С самого приезда в Москву в 1978 году и до смерти Брежнева, последовавшей 10 ноября 1982 года, Горбачев оставался кремлевским “заднескамеечником”, а страной правила банда шестерых: Брежнев (за которым по-прежнему оставалось последнее слово, когда он был в состоянии его произнести), Суслов (второй человек в стране вплоть до своей смерти 25 января 1982 года, исключительный в своем нежелании стать первым), Громыко (член Политбюро с 1973 года и министр иностранных дел с 1957 года), Андропов (выдвинутый из КГБ в секретари ЦК после смерти Суслова), министр обороны маршал Дмитрий Устинов и Черненко. Поначалу Горбачев в основном помалкивал в Секретариате и на заседаниях Политбюро, а если и говорил, то что-то несущественное.
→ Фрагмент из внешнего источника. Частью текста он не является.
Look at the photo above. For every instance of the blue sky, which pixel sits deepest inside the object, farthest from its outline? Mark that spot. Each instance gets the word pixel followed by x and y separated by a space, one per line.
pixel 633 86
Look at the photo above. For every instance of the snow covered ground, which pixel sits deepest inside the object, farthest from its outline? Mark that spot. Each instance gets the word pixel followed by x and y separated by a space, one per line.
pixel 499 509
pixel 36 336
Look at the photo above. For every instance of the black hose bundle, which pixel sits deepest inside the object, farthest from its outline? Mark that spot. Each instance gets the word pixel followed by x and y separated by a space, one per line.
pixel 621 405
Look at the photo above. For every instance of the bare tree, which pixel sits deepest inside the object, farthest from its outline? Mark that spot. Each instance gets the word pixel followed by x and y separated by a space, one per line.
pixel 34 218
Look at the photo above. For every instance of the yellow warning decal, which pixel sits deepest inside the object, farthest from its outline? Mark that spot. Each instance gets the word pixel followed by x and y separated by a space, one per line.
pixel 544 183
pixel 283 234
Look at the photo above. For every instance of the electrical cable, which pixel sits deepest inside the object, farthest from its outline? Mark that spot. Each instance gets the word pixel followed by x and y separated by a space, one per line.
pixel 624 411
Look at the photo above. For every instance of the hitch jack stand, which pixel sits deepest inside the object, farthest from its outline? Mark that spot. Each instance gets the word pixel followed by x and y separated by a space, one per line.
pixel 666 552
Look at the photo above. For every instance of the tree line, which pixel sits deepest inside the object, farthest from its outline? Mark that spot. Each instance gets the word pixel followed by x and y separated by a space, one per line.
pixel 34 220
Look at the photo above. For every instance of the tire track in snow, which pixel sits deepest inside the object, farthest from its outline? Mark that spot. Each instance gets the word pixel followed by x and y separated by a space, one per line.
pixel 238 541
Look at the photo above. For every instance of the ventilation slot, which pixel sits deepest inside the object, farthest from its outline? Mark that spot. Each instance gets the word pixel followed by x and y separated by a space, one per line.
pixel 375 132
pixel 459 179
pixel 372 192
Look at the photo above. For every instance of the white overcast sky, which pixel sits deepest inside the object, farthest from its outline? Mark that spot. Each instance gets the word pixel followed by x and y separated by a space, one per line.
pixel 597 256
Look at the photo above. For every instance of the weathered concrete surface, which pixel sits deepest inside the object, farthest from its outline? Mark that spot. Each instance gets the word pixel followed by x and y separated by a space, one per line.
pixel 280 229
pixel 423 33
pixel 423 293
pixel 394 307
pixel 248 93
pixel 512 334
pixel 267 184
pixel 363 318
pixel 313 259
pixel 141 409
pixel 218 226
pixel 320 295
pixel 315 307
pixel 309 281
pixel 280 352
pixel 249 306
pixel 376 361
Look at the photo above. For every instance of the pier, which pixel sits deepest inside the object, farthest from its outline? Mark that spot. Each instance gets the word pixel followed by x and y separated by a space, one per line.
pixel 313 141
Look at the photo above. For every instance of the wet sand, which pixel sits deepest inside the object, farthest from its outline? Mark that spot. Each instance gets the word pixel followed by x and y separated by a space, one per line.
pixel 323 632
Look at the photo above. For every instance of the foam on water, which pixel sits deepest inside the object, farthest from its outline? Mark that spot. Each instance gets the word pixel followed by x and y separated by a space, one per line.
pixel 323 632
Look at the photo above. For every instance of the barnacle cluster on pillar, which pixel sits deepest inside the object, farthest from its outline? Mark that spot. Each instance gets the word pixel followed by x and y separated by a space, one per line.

Его никто специально не информировал о советском вторжении в Афганистан в декабре 1979 года, и уж тем более никто с ним ничего не согласовывал[517]. Решение о вводе войск принимала маленькая подгруппа Политбюро: Устинов, которого поддерживали Андропов и Громыко, убедил Брежнева нанести удар, в числе прочего фразой “Американцы так десятки раз поступали в Латинской Америке, чем мы хуже”[518]. По словам Эдуарда Шеварднадзе, который при Горбачеве станет министром иностранных дел, оба они считали вторжение “роковой ошибкой”[519]. В докладной записке о сельском хозяйстве, поданной Горбачевым 20 ноября 1979 года, он так отозвался о недавней речи Брежнева: “Со свойственной Леониду Ильичу глубиной, масштабностью и конкретностью в выступлении рассматривается широкий круг актуальных проблем экономического и социального прогресса страны”[520]. 29 октября 1980 года Горбачев присоединился к другим членам Политбюро, призывавшим коммунистическое руководство Польши подавить выступления внутренней оппозиции[521]. По наблюдению иностранки, которая прочла записи всех заседаний Политбюро по поводу польского вопроса, “Горбачев присутствовал на них на всех, но почти не подавал голоса – только изредка говорил, что слова, только что сказанные Брежневым, абсолютно верны”[522]. 2 июня 1981 года Горбачев подхватил слова Суслова о том, что необходимо более строго решать, кому из советских граждан можно выезжать за рубеж[523]. 19 августа 1982 года он хвалил Брежнева за “большой такт”, проявленный в беседах с руководителем ГДР Эрихом Хонеккером[524].
Естественно, сам Горбачев ни в мемуарах, ни в интервью не акцентирует свою тогдашнюю пассивность. Он лишь говорит, что “только со временем удалось уловить тонкости и нюансы отношений ‘наверху’”. И что на первых порах ему приходилось остерегаться бывалых членов руководства – “смотрели на меня как на ‘выскочку’”[525]. Он попытался заново наладить добрые отношения с Андроповым: время от времени они разговаривали по телефону, но этим дело и ограничивалось. Уже став полноправным членом Политбюро, Горбачев пригласил Андропова и его жену, которые оказались соседями Горбачевых по даче, на обед, “как в старое доброе время” на Ставрополье.